# Praktikum 4

Referensi : https://github.com/peermohtaram/Vector-Space-Model/blob/master/Vector_Space_Model.ipynb

### Raw Term Frequency

In [2]:
def termFrequencyInDoc(vocab, doc_dict):
    tf_docs = {}
    for doc_id in doc_dict.keys():
        tf_docs[doc_id] = {}
    for word in vocab:
        for doc_id,doc in doc_dict.items():
            tf_docs[doc_id][word] = doc.count(word)
    return tf_docs

In [3]:
doc1_term = ["pengembangan", "sistem", "informasi", "penjadwalan"]
doc2_term = ["pengembangan", "model", "analisis", "sentimen", "berita"]
doc3_term = ["analisis", "sistem", "input", "output"]
corpus_term = [doc1_term, doc2_term, doc3_term]

from Sastrawi.Stemmer.StemmerFactory import StemmerFactory

stemmer_factory = StemmerFactory()
stemmer = stemmer_factory.create_stemmer()

inverted_index = {}
for i in range(len(corpus_term)):
    for item in corpus_term[i]:
        item = stemmer.stem(item)
        if item not in inverted_index:
            inverted_index[item] = []
        if (item in inverted_index) and ((i+1) not in inverted_index[item]):
            inverted_index[item].append(i+1)

print("--- Inverted Index ---")
print(inverted_index)
print("\n")

vocab = list(inverted_index.keys())
doc_dict = {}
#clean after stemming
doc_dict['doc1'] = "kembang sistem informasi jadwal"
doc_dict['doc2'] = "kembang model analisis sentimen berita"
doc_dict['doc3'] = "analisis sistem input output"

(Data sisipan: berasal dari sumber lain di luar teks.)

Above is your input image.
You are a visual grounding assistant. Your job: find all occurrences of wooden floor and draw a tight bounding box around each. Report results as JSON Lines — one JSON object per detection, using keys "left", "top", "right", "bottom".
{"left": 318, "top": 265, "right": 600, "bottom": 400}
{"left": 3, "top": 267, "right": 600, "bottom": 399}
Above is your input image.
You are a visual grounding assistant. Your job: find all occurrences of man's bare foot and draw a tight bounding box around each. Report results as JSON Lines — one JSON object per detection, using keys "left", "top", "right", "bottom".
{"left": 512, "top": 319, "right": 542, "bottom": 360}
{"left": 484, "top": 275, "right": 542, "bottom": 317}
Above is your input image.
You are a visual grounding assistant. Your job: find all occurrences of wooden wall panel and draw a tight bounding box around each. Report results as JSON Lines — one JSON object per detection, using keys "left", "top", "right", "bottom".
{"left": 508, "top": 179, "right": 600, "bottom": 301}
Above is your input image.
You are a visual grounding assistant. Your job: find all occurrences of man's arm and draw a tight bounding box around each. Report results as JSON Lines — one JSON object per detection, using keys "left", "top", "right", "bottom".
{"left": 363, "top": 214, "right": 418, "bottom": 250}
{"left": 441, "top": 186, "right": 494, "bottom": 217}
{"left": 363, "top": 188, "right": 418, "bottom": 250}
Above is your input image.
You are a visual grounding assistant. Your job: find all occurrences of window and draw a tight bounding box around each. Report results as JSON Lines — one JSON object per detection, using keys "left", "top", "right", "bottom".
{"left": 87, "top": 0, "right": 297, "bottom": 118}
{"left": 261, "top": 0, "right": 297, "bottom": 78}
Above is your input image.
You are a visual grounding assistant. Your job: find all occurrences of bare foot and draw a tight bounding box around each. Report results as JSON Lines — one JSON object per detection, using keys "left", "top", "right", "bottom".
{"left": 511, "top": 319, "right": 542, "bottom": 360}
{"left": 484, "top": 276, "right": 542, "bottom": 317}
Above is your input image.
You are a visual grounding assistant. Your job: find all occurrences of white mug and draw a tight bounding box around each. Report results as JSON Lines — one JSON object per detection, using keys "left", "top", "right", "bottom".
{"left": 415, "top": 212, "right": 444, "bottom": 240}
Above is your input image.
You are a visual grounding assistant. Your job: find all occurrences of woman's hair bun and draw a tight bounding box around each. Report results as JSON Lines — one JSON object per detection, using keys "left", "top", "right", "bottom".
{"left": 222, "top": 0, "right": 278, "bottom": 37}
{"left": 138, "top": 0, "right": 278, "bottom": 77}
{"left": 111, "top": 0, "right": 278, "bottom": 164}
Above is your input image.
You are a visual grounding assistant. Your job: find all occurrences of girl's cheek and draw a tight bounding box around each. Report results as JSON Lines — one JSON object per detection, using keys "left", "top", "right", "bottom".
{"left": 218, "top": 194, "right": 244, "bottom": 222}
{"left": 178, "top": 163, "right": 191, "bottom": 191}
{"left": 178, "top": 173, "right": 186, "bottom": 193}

print("--- Term Frequency -- ")
print(termFrequencyInDoc(vocab, doc_dict))

--- Inverted Index ---
{'kembang': [1, 2], 'sistem': [1, 3], 'informasi': [1], 'jadwal': [1], 'model': [2], 'analisis': [2, 3], 'sentimen': [2], 'berita': [2], 'input': [3], 'output': [3]}


--- Term Frequency -- 
{'doc1': {'kembang': 1, 'sistem': 1, 'informasi': 1, 'jadwal': 1, 'model': 0, 'analisis': 0, 'sentimen': 0, 'berita': 0, 'input': 0, 'output': 0}, 'doc2': {'kembang': 1, 'sistem': 0, 'informasi': 0, 'jadwal': 0, 'model': 1, 'analisis': 1, 'sentimen': 1, 'berita': 1, 'input': 0, 'output': 0}, 'doc3': {'kembang': 0, 'sistem': 1, 'informasi': 0, 'jadwal': 0, 'model': 0, 'analisis': 1, 'sentimen': 0, 'berita': 0, 'input': 1, 'output': 1}}


Penjelasan kode di atas : 

Inverted index untuk list apa saja kata yang mau dicari di suatu document

Nah, term frequencynya itu biar kita cari setiap kata yang ada di inverted index di suatu document tuh muncul berapa kalii. Gitu bro.

### Document Frequency

In [4]:
from nltk.corpus import stopwords
from nltk.tokenize import word_tokenize

def wordDocFre(vocab, doc_dict):
    df = {}
    for word in vocab:
        frq = 0
        for doc in doc_dict.values():
          #if word in doc.lower().split():
            if word in doc:
                frq = frq + 1
        df[word] = frq
    return df

### Inverse Document Frequency

Formula : IDF = log (N/Df)

In [5]:
import numpy as np
def inverseDocFre(vocab,doc_fre,length):
    idf= {}
    for word in vocab:
        idf[word] = idf[word] = 1 + np.log((length + 1) / (doc_fre[word]+1))
    return idf

In [6]:
print(inverseDocFre(vocab, wordDocFre(vocab, doc_dict),len(doc_dict)))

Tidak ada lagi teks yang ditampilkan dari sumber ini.